The XGBoost library provides an implementation of gradient boosting designed for speed and performance.
It is implemented to make best use of your computing resources, including all CPU cores and memory.
In this post you will discover how you can setup a server on Amazon’s cloud service to quickly and cheaply create very large models.
After reading this post you will know:
- How to setup and configure an Amazon EC2 server instance for use with XGBoost.
- How to confirm the parallel capabilities of XGBoost are working on your server.
- How to transfer data and code to your server and train a very large model.
Tutorial Overview
The process is quite simple. Below is an overview of the steps we are going to complete in this tutorial.
- Setup Your AWS Account (if needed).
- Launch Your AWS Instance.
- Login and Run Your Code.
- Train an XGBoost Model.
- Close Your AWS Instance.
Note, it costs money to use a virtual server instance on Amazon. The cost is very low for ad hoc model development (e.g. less than one US dollar per hour), which is why this is so attractive, but it is not free.

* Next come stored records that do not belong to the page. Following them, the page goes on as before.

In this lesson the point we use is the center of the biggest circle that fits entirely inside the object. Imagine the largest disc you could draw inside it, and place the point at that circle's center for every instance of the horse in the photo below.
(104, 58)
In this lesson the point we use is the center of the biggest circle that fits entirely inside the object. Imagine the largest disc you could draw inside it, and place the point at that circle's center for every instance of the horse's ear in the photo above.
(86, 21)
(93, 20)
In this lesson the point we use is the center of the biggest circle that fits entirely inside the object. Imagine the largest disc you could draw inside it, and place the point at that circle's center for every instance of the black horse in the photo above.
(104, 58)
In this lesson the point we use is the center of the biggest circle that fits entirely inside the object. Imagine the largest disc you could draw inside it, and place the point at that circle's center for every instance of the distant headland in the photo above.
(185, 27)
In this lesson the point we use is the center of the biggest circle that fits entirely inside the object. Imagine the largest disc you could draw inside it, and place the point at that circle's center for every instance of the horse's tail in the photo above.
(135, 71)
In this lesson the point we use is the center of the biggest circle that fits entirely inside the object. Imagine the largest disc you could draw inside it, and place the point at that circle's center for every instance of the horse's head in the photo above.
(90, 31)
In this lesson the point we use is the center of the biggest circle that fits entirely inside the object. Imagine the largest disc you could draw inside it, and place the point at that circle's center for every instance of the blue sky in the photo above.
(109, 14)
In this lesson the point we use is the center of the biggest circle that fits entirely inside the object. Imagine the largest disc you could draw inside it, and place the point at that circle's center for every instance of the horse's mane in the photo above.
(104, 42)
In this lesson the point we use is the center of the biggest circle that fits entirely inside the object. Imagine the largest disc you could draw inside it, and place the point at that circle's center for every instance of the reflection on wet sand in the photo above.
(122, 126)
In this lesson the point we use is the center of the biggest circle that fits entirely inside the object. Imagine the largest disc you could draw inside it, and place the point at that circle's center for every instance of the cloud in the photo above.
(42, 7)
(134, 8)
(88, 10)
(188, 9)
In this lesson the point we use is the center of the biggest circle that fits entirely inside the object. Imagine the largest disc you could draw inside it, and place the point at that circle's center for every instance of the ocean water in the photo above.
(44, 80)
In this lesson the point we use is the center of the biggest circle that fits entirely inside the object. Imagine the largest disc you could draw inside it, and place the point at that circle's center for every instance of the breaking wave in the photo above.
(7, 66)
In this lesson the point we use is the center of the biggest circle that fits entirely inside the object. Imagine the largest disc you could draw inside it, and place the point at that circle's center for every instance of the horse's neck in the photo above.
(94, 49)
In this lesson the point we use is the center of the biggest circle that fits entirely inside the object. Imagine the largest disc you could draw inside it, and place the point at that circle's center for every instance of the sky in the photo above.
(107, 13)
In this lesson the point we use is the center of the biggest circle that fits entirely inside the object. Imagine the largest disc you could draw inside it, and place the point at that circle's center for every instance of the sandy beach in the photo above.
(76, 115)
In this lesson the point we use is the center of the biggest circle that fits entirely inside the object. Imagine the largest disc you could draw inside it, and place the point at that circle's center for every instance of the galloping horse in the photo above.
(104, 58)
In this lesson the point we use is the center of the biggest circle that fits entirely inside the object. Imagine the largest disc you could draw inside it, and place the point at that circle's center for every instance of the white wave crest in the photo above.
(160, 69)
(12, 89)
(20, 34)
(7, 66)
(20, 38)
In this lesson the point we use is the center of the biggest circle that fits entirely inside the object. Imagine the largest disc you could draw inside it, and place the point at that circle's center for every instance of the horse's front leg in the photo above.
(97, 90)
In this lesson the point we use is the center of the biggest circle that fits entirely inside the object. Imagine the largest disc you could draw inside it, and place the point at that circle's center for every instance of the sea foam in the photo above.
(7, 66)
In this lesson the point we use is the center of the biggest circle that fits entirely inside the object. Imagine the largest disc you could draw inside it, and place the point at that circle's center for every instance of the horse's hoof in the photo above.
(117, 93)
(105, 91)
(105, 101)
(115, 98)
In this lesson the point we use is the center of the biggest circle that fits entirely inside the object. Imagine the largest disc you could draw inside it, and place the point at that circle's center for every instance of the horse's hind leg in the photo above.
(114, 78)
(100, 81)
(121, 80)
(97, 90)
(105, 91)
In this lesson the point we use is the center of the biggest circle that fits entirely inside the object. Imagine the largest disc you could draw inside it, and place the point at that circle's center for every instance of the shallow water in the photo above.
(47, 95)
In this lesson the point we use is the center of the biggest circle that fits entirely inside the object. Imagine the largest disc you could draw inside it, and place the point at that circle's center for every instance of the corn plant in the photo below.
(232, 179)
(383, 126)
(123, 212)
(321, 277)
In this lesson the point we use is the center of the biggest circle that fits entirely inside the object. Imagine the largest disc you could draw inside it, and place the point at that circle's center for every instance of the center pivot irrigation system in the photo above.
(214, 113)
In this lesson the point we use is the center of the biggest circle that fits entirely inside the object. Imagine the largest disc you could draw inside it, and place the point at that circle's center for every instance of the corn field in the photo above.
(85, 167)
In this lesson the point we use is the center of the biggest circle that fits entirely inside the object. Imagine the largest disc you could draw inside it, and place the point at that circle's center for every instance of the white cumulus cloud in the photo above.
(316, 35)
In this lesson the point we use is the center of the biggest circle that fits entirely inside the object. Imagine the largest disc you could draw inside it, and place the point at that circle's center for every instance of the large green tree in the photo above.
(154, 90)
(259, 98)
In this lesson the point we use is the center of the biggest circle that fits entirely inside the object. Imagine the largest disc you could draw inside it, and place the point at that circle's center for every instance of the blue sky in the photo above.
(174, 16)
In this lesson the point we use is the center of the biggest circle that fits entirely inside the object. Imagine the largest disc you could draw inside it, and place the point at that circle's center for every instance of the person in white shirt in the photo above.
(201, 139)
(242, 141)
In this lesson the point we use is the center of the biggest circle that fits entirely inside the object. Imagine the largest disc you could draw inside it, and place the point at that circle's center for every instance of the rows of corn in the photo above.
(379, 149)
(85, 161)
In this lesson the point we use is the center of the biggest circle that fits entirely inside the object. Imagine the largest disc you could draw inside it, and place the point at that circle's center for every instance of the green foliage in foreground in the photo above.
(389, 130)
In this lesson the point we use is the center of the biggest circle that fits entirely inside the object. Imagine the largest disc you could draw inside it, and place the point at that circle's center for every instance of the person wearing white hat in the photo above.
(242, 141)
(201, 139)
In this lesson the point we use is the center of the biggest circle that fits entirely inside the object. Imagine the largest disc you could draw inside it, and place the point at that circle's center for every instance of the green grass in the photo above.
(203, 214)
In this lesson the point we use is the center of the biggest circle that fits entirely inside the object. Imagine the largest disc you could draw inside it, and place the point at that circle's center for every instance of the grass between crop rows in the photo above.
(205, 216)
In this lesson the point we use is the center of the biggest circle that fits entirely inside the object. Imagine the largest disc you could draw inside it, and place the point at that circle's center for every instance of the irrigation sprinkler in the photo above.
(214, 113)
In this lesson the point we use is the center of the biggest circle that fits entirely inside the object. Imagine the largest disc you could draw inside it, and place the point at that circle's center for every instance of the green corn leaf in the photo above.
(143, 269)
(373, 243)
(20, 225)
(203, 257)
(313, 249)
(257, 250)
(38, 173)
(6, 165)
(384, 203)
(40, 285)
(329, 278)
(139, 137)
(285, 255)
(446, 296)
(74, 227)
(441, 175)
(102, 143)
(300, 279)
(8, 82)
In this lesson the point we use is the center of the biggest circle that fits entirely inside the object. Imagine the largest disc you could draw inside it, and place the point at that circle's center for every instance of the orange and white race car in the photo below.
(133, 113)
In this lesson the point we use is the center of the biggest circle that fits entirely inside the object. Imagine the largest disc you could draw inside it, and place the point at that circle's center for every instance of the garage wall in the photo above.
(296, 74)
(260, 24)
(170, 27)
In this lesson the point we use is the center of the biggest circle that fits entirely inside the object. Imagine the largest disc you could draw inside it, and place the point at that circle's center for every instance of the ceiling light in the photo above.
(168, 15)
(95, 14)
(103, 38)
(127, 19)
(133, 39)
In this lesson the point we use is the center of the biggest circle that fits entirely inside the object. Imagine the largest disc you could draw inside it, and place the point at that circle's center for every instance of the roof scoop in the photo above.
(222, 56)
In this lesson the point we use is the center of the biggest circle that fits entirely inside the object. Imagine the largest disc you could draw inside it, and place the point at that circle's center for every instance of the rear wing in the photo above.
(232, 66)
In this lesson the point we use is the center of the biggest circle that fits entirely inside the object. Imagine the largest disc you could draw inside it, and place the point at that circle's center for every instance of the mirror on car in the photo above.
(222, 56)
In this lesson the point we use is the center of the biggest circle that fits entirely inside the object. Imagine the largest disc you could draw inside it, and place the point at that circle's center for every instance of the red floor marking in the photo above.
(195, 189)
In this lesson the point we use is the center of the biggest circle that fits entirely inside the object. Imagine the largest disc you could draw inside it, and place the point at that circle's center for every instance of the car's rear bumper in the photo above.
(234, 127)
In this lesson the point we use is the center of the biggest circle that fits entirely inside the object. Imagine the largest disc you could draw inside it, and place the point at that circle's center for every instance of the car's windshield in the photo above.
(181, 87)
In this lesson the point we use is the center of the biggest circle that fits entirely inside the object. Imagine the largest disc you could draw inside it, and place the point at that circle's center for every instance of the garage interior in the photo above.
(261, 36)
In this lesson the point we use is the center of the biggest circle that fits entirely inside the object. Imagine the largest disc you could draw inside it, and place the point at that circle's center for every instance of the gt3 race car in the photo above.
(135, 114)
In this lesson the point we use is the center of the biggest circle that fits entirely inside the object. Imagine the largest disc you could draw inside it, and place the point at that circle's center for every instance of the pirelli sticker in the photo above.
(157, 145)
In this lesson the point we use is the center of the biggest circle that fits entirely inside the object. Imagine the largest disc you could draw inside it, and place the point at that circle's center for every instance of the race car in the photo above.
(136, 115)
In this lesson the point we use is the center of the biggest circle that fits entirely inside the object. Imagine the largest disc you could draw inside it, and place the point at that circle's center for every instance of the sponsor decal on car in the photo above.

The server instance runs Linux. It is desirable although not required that you know how to navigate Linux or a Unix-like environment. We’re just running our Python scripts, so no advanced skills are needed.
1. Setup Your AWS Account (if needed)
You need an account on Amazon Web Services.
- 1. You can create an account using the Amazon Web Services portal by clicking “Sign in to the Console”. From there you can sign in using an existing Amazon account or create a new account.
- 2. If creating an account, you will need to provide your details as well as a valid credit card that Amazon can charge. The process is a lot quicker if you are already an Amazon customer and have your credit card on file.
Note: If you have created a new account, you may have to request to Amazon support in order to be approved to use larger (non-free) server instance in the rest of this tutorial.
2. Launch Your Server Instance
Now that you have an AWS account, you want to launch an EC2 virtual server instance on which you can run XGBoost.
Launching an instance is as easy as selecting the image to load and starting the virtual server.
We will use an existing Fedora Linux image and install Python and XGBoost manually.
- 1. Login to your AWS console if you have not already.
- 2. Click on EC2 for launching a new virtual server.
- 3. Select “N. California” from the drop-down in the top right hand corner. This is important otherwise you may not be able to find the image (called an AMI) that we plan to use.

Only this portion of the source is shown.